Why are some people fine with disc bulges and others have constant, gripping, neuralgic type pain?  Aside from everything I’ve said about how pain and the brain work, it’s important to recognise that if a spinal nerve is physically irritated, this can push you into a whole different domain.  As was explained to one of my patients by her orthopaedic surgeon, it depends on the size of the bulge, the size of the nerve and the size of the space the nerve normally occupies.

Small prolapse, small nerve, big space means potentially no pain, or mild transient pain.  But, big prolapse, big nerve, small space may mean a big pain.

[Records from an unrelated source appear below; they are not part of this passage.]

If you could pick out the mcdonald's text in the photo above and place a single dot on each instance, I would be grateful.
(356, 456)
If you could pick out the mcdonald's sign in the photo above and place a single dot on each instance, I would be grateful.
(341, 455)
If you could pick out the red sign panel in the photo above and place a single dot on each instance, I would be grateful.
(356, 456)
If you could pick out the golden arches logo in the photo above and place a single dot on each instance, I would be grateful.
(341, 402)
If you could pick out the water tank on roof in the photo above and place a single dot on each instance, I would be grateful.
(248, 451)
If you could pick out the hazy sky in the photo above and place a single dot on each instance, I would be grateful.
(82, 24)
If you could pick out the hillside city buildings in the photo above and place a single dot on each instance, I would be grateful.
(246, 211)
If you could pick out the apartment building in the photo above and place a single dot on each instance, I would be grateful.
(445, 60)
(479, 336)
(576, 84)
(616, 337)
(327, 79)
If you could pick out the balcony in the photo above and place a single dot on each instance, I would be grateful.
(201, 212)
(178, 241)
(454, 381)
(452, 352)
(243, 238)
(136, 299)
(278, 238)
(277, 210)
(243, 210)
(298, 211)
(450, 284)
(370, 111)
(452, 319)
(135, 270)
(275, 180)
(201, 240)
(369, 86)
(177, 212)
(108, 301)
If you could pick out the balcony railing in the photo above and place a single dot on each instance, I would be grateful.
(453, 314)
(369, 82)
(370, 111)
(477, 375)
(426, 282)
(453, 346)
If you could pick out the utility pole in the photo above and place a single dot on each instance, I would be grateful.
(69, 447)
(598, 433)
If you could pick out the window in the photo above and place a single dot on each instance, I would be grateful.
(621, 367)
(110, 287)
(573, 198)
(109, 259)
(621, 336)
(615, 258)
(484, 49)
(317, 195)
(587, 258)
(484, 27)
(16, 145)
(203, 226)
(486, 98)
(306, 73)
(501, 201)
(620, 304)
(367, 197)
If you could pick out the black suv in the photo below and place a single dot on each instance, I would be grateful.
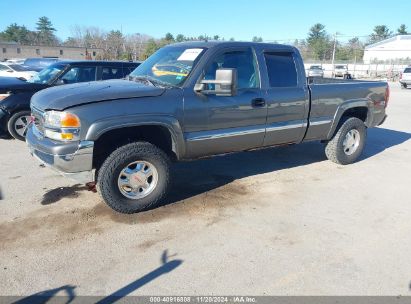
(15, 94)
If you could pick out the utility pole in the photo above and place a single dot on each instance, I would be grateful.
(332, 63)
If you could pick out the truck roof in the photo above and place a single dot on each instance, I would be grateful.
(215, 43)
(97, 62)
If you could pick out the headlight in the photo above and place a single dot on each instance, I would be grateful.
(61, 126)
(3, 96)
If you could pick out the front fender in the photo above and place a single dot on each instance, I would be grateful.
(100, 127)
(349, 104)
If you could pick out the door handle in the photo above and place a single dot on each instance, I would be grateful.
(258, 102)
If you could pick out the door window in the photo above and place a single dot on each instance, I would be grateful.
(281, 69)
(243, 61)
(79, 74)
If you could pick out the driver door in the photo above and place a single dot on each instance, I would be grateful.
(229, 123)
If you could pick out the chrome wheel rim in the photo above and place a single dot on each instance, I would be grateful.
(21, 124)
(351, 142)
(138, 179)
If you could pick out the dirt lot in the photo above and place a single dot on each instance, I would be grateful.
(280, 221)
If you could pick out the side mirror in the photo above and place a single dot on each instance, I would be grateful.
(225, 83)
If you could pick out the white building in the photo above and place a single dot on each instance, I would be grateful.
(389, 50)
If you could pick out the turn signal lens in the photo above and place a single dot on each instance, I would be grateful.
(67, 136)
(69, 120)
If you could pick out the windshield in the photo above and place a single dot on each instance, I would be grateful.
(169, 65)
(48, 74)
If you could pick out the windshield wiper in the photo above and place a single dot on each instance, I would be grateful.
(152, 81)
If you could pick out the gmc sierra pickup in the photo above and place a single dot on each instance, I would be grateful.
(193, 100)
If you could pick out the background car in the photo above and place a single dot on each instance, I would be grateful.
(16, 60)
(405, 78)
(15, 94)
(315, 71)
(340, 70)
(16, 70)
(37, 64)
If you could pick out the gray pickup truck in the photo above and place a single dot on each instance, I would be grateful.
(193, 100)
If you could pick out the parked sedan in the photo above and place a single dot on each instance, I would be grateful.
(340, 70)
(315, 71)
(15, 70)
(38, 64)
(15, 94)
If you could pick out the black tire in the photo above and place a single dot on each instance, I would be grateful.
(334, 150)
(108, 175)
(14, 125)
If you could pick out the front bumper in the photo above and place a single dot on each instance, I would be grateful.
(73, 160)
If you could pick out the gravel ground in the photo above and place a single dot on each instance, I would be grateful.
(282, 221)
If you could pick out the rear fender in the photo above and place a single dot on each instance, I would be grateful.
(350, 104)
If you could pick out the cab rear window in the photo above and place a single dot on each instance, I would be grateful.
(281, 69)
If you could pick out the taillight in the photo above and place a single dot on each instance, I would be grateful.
(387, 95)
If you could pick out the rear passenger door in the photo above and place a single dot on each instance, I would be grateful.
(234, 123)
(287, 98)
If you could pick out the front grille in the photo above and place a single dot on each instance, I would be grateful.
(38, 119)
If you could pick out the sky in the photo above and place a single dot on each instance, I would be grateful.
(282, 21)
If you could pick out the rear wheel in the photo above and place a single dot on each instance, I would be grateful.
(18, 124)
(134, 178)
(348, 143)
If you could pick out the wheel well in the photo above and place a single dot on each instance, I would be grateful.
(358, 112)
(111, 140)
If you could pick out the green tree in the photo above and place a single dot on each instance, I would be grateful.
(318, 42)
(45, 31)
(151, 47)
(402, 30)
(380, 32)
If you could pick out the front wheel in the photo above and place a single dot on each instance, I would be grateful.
(348, 143)
(18, 124)
(134, 178)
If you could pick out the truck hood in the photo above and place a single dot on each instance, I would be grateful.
(67, 96)
(12, 84)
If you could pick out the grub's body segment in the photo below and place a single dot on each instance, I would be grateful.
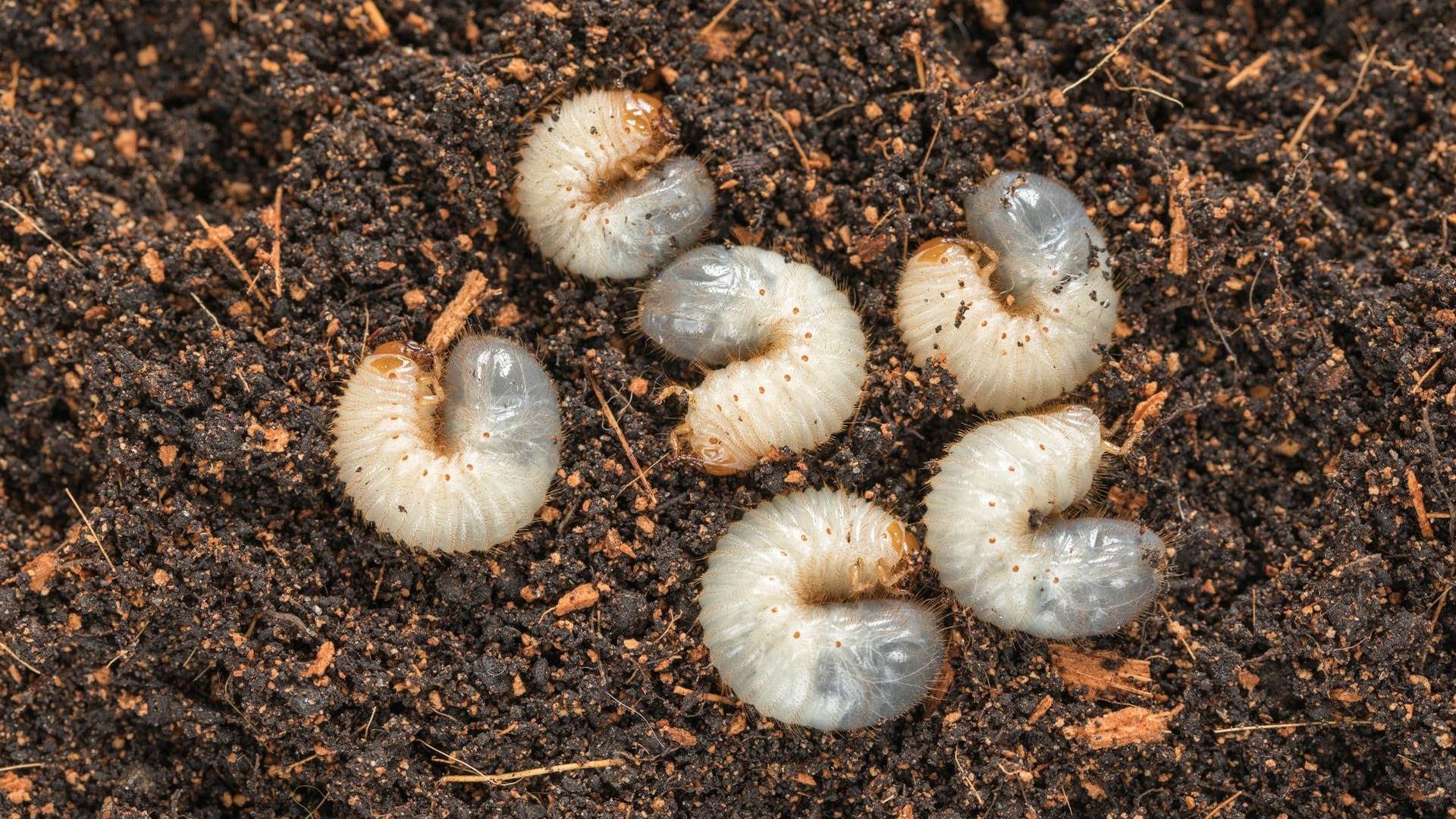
(791, 346)
(601, 191)
(996, 535)
(801, 618)
(1021, 311)
(465, 482)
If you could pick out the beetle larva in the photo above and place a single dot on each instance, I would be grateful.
(468, 482)
(1021, 311)
(791, 343)
(801, 615)
(998, 538)
(601, 190)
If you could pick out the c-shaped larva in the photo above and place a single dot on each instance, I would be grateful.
(792, 344)
(996, 535)
(1022, 309)
(601, 191)
(800, 615)
(462, 483)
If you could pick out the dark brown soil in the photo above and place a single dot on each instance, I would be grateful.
(239, 645)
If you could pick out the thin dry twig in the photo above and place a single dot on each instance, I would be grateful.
(1219, 808)
(218, 324)
(215, 235)
(18, 657)
(1277, 726)
(1354, 93)
(1251, 71)
(612, 420)
(1304, 124)
(919, 172)
(718, 18)
(273, 218)
(1120, 44)
(530, 773)
(92, 529)
(41, 231)
(788, 129)
(471, 297)
(717, 698)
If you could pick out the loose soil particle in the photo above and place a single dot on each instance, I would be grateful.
(209, 632)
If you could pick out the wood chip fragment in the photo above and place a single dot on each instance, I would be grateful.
(41, 570)
(322, 661)
(1100, 673)
(580, 598)
(1125, 726)
(680, 736)
(457, 312)
(1419, 504)
(1248, 72)
(1178, 235)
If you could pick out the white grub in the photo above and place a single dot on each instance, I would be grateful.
(601, 191)
(996, 532)
(802, 618)
(1021, 311)
(466, 482)
(791, 343)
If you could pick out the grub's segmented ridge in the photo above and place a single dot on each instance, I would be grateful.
(801, 615)
(999, 539)
(481, 477)
(1021, 311)
(791, 343)
(601, 191)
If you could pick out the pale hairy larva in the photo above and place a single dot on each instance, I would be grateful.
(468, 480)
(802, 617)
(601, 190)
(791, 341)
(996, 531)
(1019, 311)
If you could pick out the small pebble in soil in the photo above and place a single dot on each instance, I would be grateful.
(788, 344)
(1022, 311)
(601, 191)
(804, 618)
(468, 482)
(996, 531)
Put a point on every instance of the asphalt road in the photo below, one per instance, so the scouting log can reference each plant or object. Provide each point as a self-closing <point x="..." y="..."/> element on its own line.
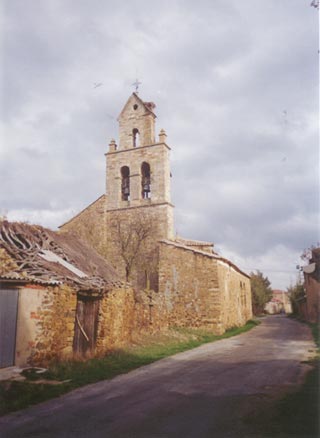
<point x="205" y="392"/>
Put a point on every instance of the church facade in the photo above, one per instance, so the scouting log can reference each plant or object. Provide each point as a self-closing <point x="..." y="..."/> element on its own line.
<point x="132" y="226"/>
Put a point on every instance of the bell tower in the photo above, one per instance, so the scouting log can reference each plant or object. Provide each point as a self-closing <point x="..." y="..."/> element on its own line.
<point x="138" y="175"/>
<point x="138" y="169"/>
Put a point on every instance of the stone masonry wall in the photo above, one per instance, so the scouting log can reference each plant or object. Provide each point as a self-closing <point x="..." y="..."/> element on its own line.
<point x="90" y="225"/>
<point x="46" y="321"/>
<point x="189" y="282"/>
<point x="235" y="289"/>
<point x="201" y="290"/>
<point x="45" y="325"/>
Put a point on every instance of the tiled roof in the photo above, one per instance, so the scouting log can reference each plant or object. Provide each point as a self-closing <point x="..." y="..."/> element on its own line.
<point x="43" y="256"/>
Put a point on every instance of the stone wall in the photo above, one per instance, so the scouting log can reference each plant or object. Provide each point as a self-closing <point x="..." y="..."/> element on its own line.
<point x="235" y="289"/>
<point x="45" y="325"/>
<point x="189" y="282"/>
<point x="201" y="290"/>
<point x="46" y="321"/>
<point x="90" y="224"/>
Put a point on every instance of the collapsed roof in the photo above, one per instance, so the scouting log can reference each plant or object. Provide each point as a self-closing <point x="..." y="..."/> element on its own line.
<point x="43" y="256"/>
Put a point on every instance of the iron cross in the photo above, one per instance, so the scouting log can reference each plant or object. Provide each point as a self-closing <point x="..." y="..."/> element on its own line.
<point x="136" y="84"/>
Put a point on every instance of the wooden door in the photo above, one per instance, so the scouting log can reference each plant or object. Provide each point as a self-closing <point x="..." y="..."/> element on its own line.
<point x="8" y="326"/>
<point x="86" y="326"/>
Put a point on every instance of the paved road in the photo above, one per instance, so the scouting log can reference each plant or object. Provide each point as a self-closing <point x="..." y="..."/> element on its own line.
<point x="201" y="393"/>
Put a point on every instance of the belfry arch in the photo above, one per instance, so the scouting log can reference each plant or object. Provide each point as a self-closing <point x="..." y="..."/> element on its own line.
<point x="125" y="183"/>
<point x="145" y="180"/>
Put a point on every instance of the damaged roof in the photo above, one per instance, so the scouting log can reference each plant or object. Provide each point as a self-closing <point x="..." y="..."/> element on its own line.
<point x="43" y="256"/>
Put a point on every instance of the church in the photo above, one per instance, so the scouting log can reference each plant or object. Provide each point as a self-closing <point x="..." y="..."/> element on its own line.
<point x="132" y="227"/>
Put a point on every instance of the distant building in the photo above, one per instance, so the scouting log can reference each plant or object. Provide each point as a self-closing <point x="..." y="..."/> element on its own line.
<point x="279" y="303"/>
<point x="310" y="305"/>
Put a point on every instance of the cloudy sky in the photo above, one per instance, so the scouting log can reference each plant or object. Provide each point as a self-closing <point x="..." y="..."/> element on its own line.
<point x="236" y="88"/>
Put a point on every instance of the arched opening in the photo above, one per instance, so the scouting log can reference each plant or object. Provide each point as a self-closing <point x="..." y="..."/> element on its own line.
<point x="145" y="181"/>
<point x="136" y="137"/>
<point x="125" y="183"/>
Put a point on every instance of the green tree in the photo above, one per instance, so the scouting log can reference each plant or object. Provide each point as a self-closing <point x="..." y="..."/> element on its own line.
<point x="261" y="291"/>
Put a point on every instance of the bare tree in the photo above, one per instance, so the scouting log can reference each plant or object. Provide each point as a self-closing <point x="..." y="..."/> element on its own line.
<point x="135" y="243"/>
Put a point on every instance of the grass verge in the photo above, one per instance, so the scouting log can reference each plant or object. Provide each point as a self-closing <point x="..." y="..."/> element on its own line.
<point x="15" y="395"/>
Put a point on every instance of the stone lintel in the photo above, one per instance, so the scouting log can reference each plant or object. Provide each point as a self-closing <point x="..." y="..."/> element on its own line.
<point x="137" y="148"/>
<point x="141" y="206"/>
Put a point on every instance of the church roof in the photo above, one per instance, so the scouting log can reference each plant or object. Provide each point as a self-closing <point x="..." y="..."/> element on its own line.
<point x="42" y="256"/>
<point x="149" y="106"/>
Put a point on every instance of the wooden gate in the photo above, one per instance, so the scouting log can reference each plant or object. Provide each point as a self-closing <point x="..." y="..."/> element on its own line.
<point x="8" y="326"/>
<point x="86" y="325"/>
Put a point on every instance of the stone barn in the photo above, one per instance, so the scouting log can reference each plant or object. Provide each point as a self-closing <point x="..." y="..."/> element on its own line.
<point x="59" y="298"/>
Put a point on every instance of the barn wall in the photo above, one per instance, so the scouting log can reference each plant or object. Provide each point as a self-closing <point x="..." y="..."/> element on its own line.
<point x="45" y="324"/>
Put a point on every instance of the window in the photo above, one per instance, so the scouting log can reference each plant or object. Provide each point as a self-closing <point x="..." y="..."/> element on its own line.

Some people are prone to disc prolapses – a bit like heart disease can run in families, so can disc problems. I have seen a few patients who have had more than 3 disc prolapses, and most of them have relatives who are in the same boat.  It’s almost certain that you just have poor discs, and that this predisposes you to tears. All the advice here still applies – you’re just starting further down the cliff.

Bearing load in the most spine-sparing way possible is vitally important for someone with disc problems.  If you’re lucky enough to improve, DON’T take it for granted.  If one disc has gone wrong, there’s a greater chance that another one could follow (or the same one again).  Follow all the advice around peak, cumulative and sustained load and make sure you are picking out as many preventers as possible.

Lots of people around you won’t understand how bad this is, or what a life-changing effect it’s having on you.  Don’t get mad at them – this will only make your situation worse.  Focus on what’s right for you, and look for support from those who seem keen to give it.  You will tire quickly and can’t afford battles with people who just don’t get it.  If your doctor isn’t sympathetic, find another one.

It’s often valuable to connect with others who have had similar problems; you may feel reassured to hear how they’ve overcome similar issues.  Other sufferers can help with motivation – encouraging you when you need it most, and maybe commiserating when things are not going so well.  But remember that your situation is unique – no one has experienced your back problem, only you.  So sometimes you need to take their advice with a pinch of salt.  Use the Cliff of Pain framework to stay focused on your own particular set of challenges.

Discs have no direct blood supply and so their nutrients come in slowly from the bones above and below.  Any necessary healing will take considerably longer than in most tissues.  Don’t expect a quick fix.  But, again, if you follow the principles here you stand an excellent chance of getting better.

Nerves on the other hand do have a good blood supply.  The problem with nerves is that, once irritated, they tend to stay at a high level of irritability for quite a while afterwards. If you’ve ever given your “funny bone” a really good bang, you’ll know that your forearm and hand can be not quite right for months afterwards – that’s because your funny bone is really your ulnar nerve passing round the back of the elbow.  Once traumatised, it’s going to stay raw for a while.

So, discs and nerves can heal, but they take a good deal longer that other tissues.